By Wolfgang Unger
Lets have a look on the 7 R's, the 7 cloud migration strategies.
If you plan to migrate your On Premise workloads to the cloud, it is essential to know the
options and choose the best one for your use case.
The 7 R's are:
1. Retire
2. Retain
3. Relocate
4. Rehost
5. Repurchase
6. Replatform
7. Refactor
1. Retire
Turn it off
The first one is also the most easy to handle.
If you have a redundant or no longer needed legacy app, you don't have to migrate to the cloud, you
will simply turn it off in the moment you switch to the cloud.
Of course this will be only possible in a few use cases, where the application or service is indeed
no longer
required.
This means a minimal effort in time and money.
2. Retain
Don't migrate the application and revisit later
Sometimes it will just not be possible ( at least at reasonable time and effort) to migrate
a application to the cloud. Just think of mainframe applications.
In this case you keep your On Premise application until it will be finally shut down.
This also means a minimal effort in time and money. But will not allow you to completly turn off
your On Premise physical resources.
3. Relocate
Switching locations.
This is often done on hypervisor level, running a VM in the cloud instead of your OnPremise
servers.
Advantage : Minimal downtime. No Code changes required. No functionality changes . Functional tests
not neccessary. Almost no training for your staff required.
This also means a minimal effort in time and money.
4. Rehost
Lift and shift.
Lifting the application as it is from on-premises to cloud environment.
It’s required to scale quickly to meet business requirement
servers.
On AWS you can use the Server Migration Service (SMS) for this approach.
Example : Migrate a Postgres DB On Premise to a Postgres DB on EC2 on AWS.
This also means a minimal effort in time and money.
5. Repurchase
Choose a different solution or version of your application
For example if a software vendor now offers a cloud ready SaaS platform and you don't have no
longer to run this software on your own servers.
Or you choose a different solution, but when bringing it live, you set it up in your cloud
environment.
This might bring some efforts on testing the new solution
6. Replatform
Lift and reshape.
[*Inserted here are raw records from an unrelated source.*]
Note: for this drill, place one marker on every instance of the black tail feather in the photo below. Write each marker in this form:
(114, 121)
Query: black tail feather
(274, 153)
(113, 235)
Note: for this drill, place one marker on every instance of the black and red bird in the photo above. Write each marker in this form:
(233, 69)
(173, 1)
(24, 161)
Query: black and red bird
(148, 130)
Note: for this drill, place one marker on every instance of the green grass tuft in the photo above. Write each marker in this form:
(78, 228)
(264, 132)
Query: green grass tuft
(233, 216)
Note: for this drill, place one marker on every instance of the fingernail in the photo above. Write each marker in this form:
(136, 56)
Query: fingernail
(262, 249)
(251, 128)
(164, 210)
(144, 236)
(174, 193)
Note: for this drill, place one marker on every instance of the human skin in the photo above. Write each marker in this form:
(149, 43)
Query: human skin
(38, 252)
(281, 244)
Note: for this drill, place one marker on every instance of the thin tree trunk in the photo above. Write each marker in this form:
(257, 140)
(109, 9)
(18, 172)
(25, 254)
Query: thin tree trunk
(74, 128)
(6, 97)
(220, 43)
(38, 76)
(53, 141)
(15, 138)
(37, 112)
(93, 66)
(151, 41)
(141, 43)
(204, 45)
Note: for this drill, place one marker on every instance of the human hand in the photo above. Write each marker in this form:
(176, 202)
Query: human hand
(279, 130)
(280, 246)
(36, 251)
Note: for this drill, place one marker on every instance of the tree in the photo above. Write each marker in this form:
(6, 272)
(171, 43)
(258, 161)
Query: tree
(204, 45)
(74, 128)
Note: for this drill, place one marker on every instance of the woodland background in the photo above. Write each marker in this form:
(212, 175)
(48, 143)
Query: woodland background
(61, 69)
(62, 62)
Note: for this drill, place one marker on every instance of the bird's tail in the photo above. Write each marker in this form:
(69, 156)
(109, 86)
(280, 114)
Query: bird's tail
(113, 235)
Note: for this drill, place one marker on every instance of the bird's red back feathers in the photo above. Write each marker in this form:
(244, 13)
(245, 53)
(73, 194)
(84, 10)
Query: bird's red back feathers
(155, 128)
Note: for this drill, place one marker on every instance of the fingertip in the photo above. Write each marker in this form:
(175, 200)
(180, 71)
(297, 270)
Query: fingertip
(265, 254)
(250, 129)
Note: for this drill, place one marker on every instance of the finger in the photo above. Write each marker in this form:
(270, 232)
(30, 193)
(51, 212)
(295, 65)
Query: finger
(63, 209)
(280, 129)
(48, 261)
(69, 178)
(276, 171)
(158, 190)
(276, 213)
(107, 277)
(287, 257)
Small adaptions on your software
Optimizing and adapting an application while migrating it to a cloud
in order to take full advantage of its features to improve performance or reduce costs.
Examples: Migrating a On Premise DB to RDS ( Managed Relational Database Service) on AWS.
Migrating VM's into Containers and run it on Fargate or EKS, K8.
Advantage: Less code changes required as for refactor.
7. Refactor
Refactor your application.
The re-architecture of applications in order to gain cloud-native capabilities
that allow for greater performance, agility, and scalability. Medium adaptions on your software
The functional code will probably not change too much, but non-functional code.
This can also mean moving from a monolith application to microservices or move from an application
to smaller
Lambda functions.
This is the most expensive and time consuming approach but it will be neccessary for some use
cases.
You might save a lot of money on hardware costs if you refactore your application into smaller
serverless
functions or resources which don't have to run 24/7 ( like AWS Batch or Fargate).